REPARACIÓN CONDRAL

El cartílago es un tejido especial, sin riego sanguíneo, diseñado para soportar la carga y la fricción a que se ven sometidas las articulaciones. Las lesiones del cartílago, que ocurren hasta en el 12% de la población, exponen el hueso con el roce directo producido por el movimiento articular. Esto desencadena dolor y limita el movimiento de las articulaciones afectadas. Corregir estas lesiones puede ser difícil, ya que el cartílago no se regenera por si sólo (como el hueso) y no es fácil de suplir (como los ligamentos).


En lesiones circunscritas, de pequeño tamaño (<1x1cm) se pueden realizar microperforaciones (pequeños agujeros) en el hueso que permiten la llegada de sangre y fibroblastos al cartílago, posibilitando la formación de un cartilago de reparación. Sin embargo, esta estrategia falla cuando las lesiones del cartílago aumentan de tamaño o afectan de modo difuso al mismo.
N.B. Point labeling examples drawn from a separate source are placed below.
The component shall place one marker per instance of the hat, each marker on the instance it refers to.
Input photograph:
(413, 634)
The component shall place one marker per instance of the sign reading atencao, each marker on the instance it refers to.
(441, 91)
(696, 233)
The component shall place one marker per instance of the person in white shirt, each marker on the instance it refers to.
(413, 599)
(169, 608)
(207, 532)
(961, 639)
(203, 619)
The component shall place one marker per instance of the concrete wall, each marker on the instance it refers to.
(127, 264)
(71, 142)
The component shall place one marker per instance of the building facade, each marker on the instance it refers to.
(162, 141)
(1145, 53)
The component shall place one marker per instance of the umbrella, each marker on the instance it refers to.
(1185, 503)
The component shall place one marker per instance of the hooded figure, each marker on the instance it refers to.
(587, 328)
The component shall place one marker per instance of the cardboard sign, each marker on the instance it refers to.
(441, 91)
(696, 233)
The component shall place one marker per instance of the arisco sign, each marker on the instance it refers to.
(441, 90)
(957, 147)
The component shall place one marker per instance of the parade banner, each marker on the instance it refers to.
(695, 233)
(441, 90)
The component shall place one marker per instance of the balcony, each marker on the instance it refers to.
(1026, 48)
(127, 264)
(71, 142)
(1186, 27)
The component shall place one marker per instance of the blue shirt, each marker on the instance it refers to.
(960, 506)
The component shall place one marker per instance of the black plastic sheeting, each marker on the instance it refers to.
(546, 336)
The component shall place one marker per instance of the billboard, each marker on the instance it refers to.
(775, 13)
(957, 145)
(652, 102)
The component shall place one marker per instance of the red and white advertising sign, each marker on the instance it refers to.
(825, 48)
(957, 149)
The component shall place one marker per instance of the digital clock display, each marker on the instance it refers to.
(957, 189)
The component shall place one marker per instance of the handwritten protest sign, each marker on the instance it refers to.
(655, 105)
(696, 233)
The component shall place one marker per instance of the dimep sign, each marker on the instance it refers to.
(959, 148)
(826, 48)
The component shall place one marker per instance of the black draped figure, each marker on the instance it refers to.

Otra opción es complementar estas microperforacioes con los implantes de colágeno, en forma de malla o gel, que está demostrando una eficacia superior a las microfracturas, aunque con un mayor coste.


 Para las lesiones de mayor dimesiones existen dos técnicas principales: la mosaicoplastia y el implante de condrocitos autólogos.

 -  La mosaicoplastia toma trozos de hueso con cartílago de zonas de la articulación con poca carga y los transplanta a las zonas defectuosas que soportan mayor carga. 

- El implante de condrocitos (ACI) se basa en cultivar en laboratorio células del paciente capaces de producir cartílago (condrocitos, que se adquieren a través de una primera intervención), y se implantan en la zona defectuosa cubriéndolas con un parche de periostio para facilitar su adherencia

- El MACI (Implante de condrocitos sobre matriz de colágeno) es una variante evolucioanada de implante de condrocitos en el que éstos se infunden en una matriz (una membrana fibrosa)  que reproduce espacialmente el defecto de cartílago a reparar. Esto permite aumentar la concentración de condrocitos por cm2, cubrir por completo el defecto del cartílago y facilitar su sellado. Además, e igualmente importante, esto hace la técnica del implante más rápida y sencilla, y permite su realización por artroscopia, sin tener que abrir quirúrgicamente la articulación.